Elegie


Ich war wohl dein von allem Anbeginn,
Mein Leben, kaum bewußt, dir schon verkettet!
Dein Name sagte mir’s, der meinen Sinn
Verwirrend überfiel, in den gebettet
Dein Herz sich barg, das meine zu verlocken.
Ich hörte ihn – und er verführte tief;
Ich lauschte lange, bebend und erschrocken:
Da war’s, daß deine Seele nach mir rief!
Hast du’s gewußt, daß du, mir unbekannt,
Schon mein Geliebter warst für alle Zeiten,
Daß ich ein lang Gefundnes wiederfand,
Als du dann kamst, mein Leben zu begleiten?
Du sprachst – und unsre Seelen küßten sich,
Ich wurde bleich und schlug die Augen nieder;
Aus deinen Blicken rief dein Name mich,
Und Antwort gab mein Herz: »Da ist er wieder!«


Von neuem nahm sein Zauber mich gefangen;
Wie süßes Schicksal klang er meinem Ohr,
Ich sprach ihn immer, und ich sah voll Bangen,
Wie Glut und Hoffen sich an ihn verlor.
Ich las ihn überall, las ihn im meinen,
Ich gab ihm Tränen, gab ihm nie genug;
Oft wollt es meinem Blick, geblendet, scheinen.

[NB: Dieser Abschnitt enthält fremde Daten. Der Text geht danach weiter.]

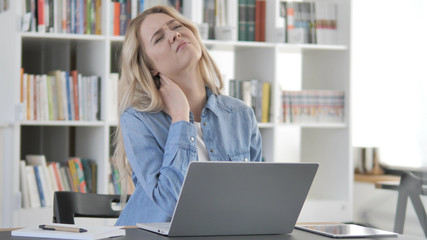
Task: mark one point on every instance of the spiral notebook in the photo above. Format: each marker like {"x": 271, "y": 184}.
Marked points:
{"x": 345, "y": 230}
{"x": 93, "y": 232}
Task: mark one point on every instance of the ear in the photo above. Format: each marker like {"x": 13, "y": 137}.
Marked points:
{"x": 154, "y": 72}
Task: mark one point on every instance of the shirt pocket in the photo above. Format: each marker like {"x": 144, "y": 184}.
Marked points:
{"x": 242, "y": 156}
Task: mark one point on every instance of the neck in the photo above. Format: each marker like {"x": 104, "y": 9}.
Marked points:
{"x": 191, "y": 83}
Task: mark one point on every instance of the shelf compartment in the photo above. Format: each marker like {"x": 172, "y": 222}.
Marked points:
{"x": 314, "y": 125}
{"x": 61, "y": 36}
{"x": 63, "y": 123}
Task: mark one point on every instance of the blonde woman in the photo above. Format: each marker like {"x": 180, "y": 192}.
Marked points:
{"x": 172, "y": 113}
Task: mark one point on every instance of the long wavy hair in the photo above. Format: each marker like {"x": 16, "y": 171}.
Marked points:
{"x": 136, "y": 86}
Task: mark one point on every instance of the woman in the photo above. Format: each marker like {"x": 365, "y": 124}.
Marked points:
{"x": 172, "y": 113}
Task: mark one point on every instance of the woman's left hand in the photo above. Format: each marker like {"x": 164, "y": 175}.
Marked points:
{"x": 176, "y": 103}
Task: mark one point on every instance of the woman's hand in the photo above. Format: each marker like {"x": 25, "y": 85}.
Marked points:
{"x": 176, "y": 103}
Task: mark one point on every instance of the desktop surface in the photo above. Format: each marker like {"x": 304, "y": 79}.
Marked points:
{"x": 137, "y": 234}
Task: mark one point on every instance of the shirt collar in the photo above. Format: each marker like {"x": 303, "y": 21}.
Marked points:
{"x": 212, "y": 102}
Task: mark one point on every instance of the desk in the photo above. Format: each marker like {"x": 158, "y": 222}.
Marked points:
{"x": 139, "y": 234}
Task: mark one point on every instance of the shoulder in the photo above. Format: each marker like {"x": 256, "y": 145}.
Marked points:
{"x": 131, "y": 114}
{"x": 231, "y": 104}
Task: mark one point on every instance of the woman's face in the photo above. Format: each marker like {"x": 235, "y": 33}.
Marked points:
{"x": 171, "y": 47}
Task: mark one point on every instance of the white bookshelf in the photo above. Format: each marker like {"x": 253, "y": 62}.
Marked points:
{"x": 292, "y": 66}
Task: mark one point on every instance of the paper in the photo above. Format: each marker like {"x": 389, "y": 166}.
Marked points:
{"x": 93, "y": 232}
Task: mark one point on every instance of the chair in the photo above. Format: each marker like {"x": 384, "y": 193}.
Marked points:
{"x": 67, "y": 205}
{"x": 411, "y": 186}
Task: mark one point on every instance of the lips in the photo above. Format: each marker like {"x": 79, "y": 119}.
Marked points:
{"x": 181, "y": 45}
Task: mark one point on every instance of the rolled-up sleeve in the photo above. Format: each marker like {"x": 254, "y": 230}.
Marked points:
{"x": 159, "y": 167}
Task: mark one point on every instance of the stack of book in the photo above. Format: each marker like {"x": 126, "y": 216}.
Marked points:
{"x": 60, "y": 95}
{"x": 255, "y": 94}
{"x": 39, "y": 179}
{"x": 309, "y": 22}
{"x": 71, "y": 16}
{"x": 114, "y": 186}
{"x": 252, "y": 20}
{"x": 313, "y": 106}
{"x": 122, "y": 11}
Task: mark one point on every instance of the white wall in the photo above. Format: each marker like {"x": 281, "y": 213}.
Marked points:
{"x": 389, "y": 84}
{"x": 389, "y": 78}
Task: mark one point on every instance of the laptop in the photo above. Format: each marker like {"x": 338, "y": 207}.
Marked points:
{"x": 238, "y": 198}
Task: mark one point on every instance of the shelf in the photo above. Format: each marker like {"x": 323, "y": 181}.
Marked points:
{"x": 64, "y": 36}
{"x": 265, "y": 125}
{"x": 375, "y": 178}
{"x": 314, "y": 125}
{"x": 286, "y": 47}
{"x": 63, "y": 123}
{"x": 117, "y": 38}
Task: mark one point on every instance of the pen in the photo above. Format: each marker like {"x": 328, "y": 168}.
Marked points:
{"x": 61, "y": 228}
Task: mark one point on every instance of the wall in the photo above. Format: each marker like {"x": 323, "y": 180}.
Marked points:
{"x": 389, "y": 79}
{"x": 389, "y": 109}
{"x": 377, "y": 207}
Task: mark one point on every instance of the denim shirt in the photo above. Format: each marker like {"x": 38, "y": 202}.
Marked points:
{"x": 159, "y": 152}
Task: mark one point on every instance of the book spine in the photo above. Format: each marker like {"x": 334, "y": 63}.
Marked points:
{"x": 80, "y": 175}
{"x": 250, "y": 16}
{"x": 39, "y": 185}
{"x": 41, "y": 27}
{"x": 33, "y": 187}
{"x": 116, "y": 18}
{"x": 73, "y": 175}
{"x": 74, "y": 75}
{"x": 25, "y": 192}
{"x": 266, "y": 91}
{"x": 242, "y": 20}
{"x": 57, "y": 175}
{"x": 98, "y": 19}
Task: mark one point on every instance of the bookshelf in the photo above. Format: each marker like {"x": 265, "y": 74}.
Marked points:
{"x": 285, "y": 66}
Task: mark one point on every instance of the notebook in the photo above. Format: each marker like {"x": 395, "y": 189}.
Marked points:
{"x": 93, "y": 232}
{"x": 238, "y": 198}
{"x": 345, "y": 230}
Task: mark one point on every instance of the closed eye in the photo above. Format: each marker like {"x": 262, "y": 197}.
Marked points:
{"x": 160, "y": 38}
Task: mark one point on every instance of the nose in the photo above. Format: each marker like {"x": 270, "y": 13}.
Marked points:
{"x": 174, "y": 35}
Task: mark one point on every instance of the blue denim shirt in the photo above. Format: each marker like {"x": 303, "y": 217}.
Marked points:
{"x": 159, "y": 152}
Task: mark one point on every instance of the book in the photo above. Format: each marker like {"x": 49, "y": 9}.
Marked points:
{"x": 93, "y": 232}
{"x": 23, "y": 182}
{"x": 32, "y": 187}
{"x": 56, "y": 175}
{"x": 266, "y": 92}
{"x": 250, "y": 20}
{"x": 260, "y": 20}
{"x": 45, "y": 179}
{"x": 112, "y": 101}
{"x": 41, "y": 185}
{"x": 80, "y": 175}
{"x": 75, "y": 87}
{"x": 41, "y": 26}
{"x": 242, "y": 36}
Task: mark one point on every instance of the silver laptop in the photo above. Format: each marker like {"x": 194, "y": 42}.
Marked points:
{"x": 238, "y": 198}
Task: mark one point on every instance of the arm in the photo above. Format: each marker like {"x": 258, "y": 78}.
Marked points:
{"x": 256, "y": 140}
{"x": 160, "y": 170}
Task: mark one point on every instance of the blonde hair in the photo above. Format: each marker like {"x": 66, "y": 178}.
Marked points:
{"x": 136, "y": 85}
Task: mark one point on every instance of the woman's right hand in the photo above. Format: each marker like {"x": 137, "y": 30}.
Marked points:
{"x": 176, "y": 103}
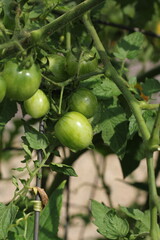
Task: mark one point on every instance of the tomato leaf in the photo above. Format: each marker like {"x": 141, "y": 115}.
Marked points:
{"x": 63, "y": 168}
{"x": 151, "y": 86}
{"x": 109, "y": 224}
{"x": 8, "y": 109}
{"x": 7, "y": 216}
{"x": 102, "y": 87}
{"x": 113, "y": 126}
{"x": 129, "y": 46}
{"x": 36, "y": 140}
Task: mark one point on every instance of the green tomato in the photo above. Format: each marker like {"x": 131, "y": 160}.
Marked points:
{"x": 21, "y": 83}
{"x": 88, "y": 63}
{"x": 74, "y": 131}
{"x": 2, "y": 88}
{"x": 38, "y": 105}
{"x": 57, "y": 66}
{"x": 71, "y": 64}
{"x": 83, "y": 101}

Als ob er eine Krone trug.
Ich schrieb ihn nieder – doch verlor den Mut
Und wagte mehr nicht, als ihn stumm zu lächeln;
Er trug des Nachts in meinen Schlaf die Glut,
Und morgens weckte mich sein sanftes Fächeln.
Er lebt in mir, mein Seufzer schließt ihn ein,
Ich atme, und sein Hauch durchschwillt mein Herz:
Geliebter Name, meine Welt ist dein,
Wie ewige Inschrift und wie Erz in Erz!
Du gabst mir Leben, und du wirst im Sterben
Mit letztem Kuß mein letztes Sein erwerben.